1) The Serrano Peppers. More Than Just Heat. These are ‘not’ just a flavoring mechanism in today’s salsa, they’re actually also the ‘meat’ of the dip, providing most of the ‘flesh’ carrying the flavor – as you might be able to tell from the rather high count in the ingredient list. As a result, cutting down on their count is probably not advisable, unless you substitute in an equal quantity of something else to take their place, but then at that point the recipe starts to become something else entirely, as the unique flavor and texture of the serrano ‘meat’ is what makes this salsa unique.

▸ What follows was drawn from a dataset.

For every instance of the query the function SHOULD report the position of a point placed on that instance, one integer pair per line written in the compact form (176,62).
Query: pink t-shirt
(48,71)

2) Sea Salt. It Makes a Difference. Since we aren’t cooking the salsa after mixing it in the food processer, the added texture of ‘whole’ or ‘uncooked’ sea salt helps add an extra layer to the texture of the salsa, making a subtle but ultimately ‘noticeable’ difference.
3) Anchovies. I’ve been using these quite a bit lately, and the reason why is that they just add so much on their own. Meaty, salty, savory, and just a tad fishy all at once, they add a splendid complexity to a properly balanced recipe, bringing an umami profile that few other ingredients can do in such a small quantity. That said, if you really can’t stomach anchovies (as many can’t) feel free to substitute in two tablespoons of fish sauce, and just a pinch more seas salt.
Serrano and Tomato Salsa
- Prep Time: 10 minutes
- Cook Time: 10 minutes
- Total Time: 20 minutes
- 3 cups grape tomatoes
- 20 small Serrano
- 6 – 7 large cloves of garlic
- 1/2 large red onion – sliced
- 2 oz. anchovies – in olive oil
- 2 tbs. capers plus a tbs. of caper juice
- 2 tbs. lemon juice
- 1/2 cup of grated Romano cheese
- 2 cups of loosely packed cilantro
- 3 –4 tbs. olive oil
- 1 1/2 tsp. sea salt
- Heat a large cast iron frying pan and place the tomatoes in a dry pan. Sprinkle with sea salt and allow to char. Remove from pan and let cool.
- Place the 20-small Serrano in the dry cast iron frying pan and sprinkle with sea salt and allow the peppers to achieve a nice char. Remove from pan and set aside to cool, then remove the stems. I did not remove the seeds for the extra heat, this is purely according to how much heat you like.
- Place the sliced onion in the dry cast iron frying pan and let the onion grill to a nice golden color. Remove from pan and set aside to cool.
- Place the garlic cloves in the dry cast iron pan and let the garlic get a bit of a char. Remove from pan and let the garlic cool.
- Place all of the ingredients, along with the olive oil, cilantro, capers and caper juice, lemon juice, anchovies with olive oil, Romano cheese and salt in a food processor, if your processor is not bit enough you may do this in two batches, and process to a nice consistency. Taste for salt, you may desire a bit more.
- Serve with your favorite flat breads or crackers.